McMillan is also president of Los Alamos National Security, LLC, the company that manages and operates the lab for the National Nuclear Security Administration.
Prior to joining Los Alamos, McMillan, an experimental physicist, spent more than 20 years at Lawrence Livermore National Laboratory in California, beginning in 1983. He holds a doctorate in physics from the Massachusetts Institute of Technology and a bachelor of science in Mathematics and Physics from Washington Adventist University.
His salary as director of the laboratory was US $1,081,059 a year in 2011.
McMillan has been awarded two Department of Energy Awards of Excellence. He is married with three college-age children. He is also an avid photographer and accomplished musician, playing piano, organ, and recorder. McMillan continues to perform in a baroque chamber music ensemble.
Los Alamos is one of three US nuclear-weapons labs – the other two being the LLNL and Sandia National Laboratories in New Mexico. McMillan's responsibilities as head of Los Alamos will, however, go beyond developing and maintaining nuclear weapons. The lab also operates a national high-magnetic-field laboratory and works with other institutions including the Joint Genome Institute, which tackles genome mapping, DNA sequencing and related information science. Los Alamos also runs a research program in systems-biology modelling. "The lab is helping prevent pandemics, detecting and disabling improvised explosive devices, and developing alternative energy sources," McMillan told physicsworld.com. "Today it leads research breakthroughs in areas as diverse as contributing to a possible AIDS vaccine and to fuel cell energy storage developments that could cut costs and speed commercialization. One of my goals is to build on these strengths to enhance the lab for the future."
"I have great optimism for the future," said McMillan. "This is a complicated time but also a time of great opportunity for the program, an opportunity to work with the Administration to shape tomorrow’s nuclear security complex while effectively managing the nuclear stockpile along the way. The service we provide to the nation is as important now as it ever was."
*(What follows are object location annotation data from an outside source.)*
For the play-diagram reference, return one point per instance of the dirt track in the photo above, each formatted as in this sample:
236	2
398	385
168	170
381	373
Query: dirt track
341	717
Summing up his philosophy on how science is best managed, McMillan quoted from the collection of Lewis Thomas essays, Lives of a Cell: "What [research] needs is for the air to be made right. If you want a bee to make honey, you do not issue protocols on solar navigation or carbohydrate chemistry, you put him together with other bees . . . and you do what you can to arrange the general environment around the hive. If the air is right, the science will come in its own season, like pure honey."
McMillan also serves as President and CEO of Los Alamos National Security, LLC, the Laboratory’s managing and operating contractor.
Dr. Charles F. McMillan presented a lecture on: "The Timeline of Technology", offering examples of how innovations in the 20th century are used in this century to solve national and global security, energy and environmental issues, on October 1, 2014, at Howard H. Baker, Jr. Center for Public Policy. He stressed the importance of Los Alamos to national security, and reflected on the last Divider nuclear test, on September 23, 1992, in Operation Julin.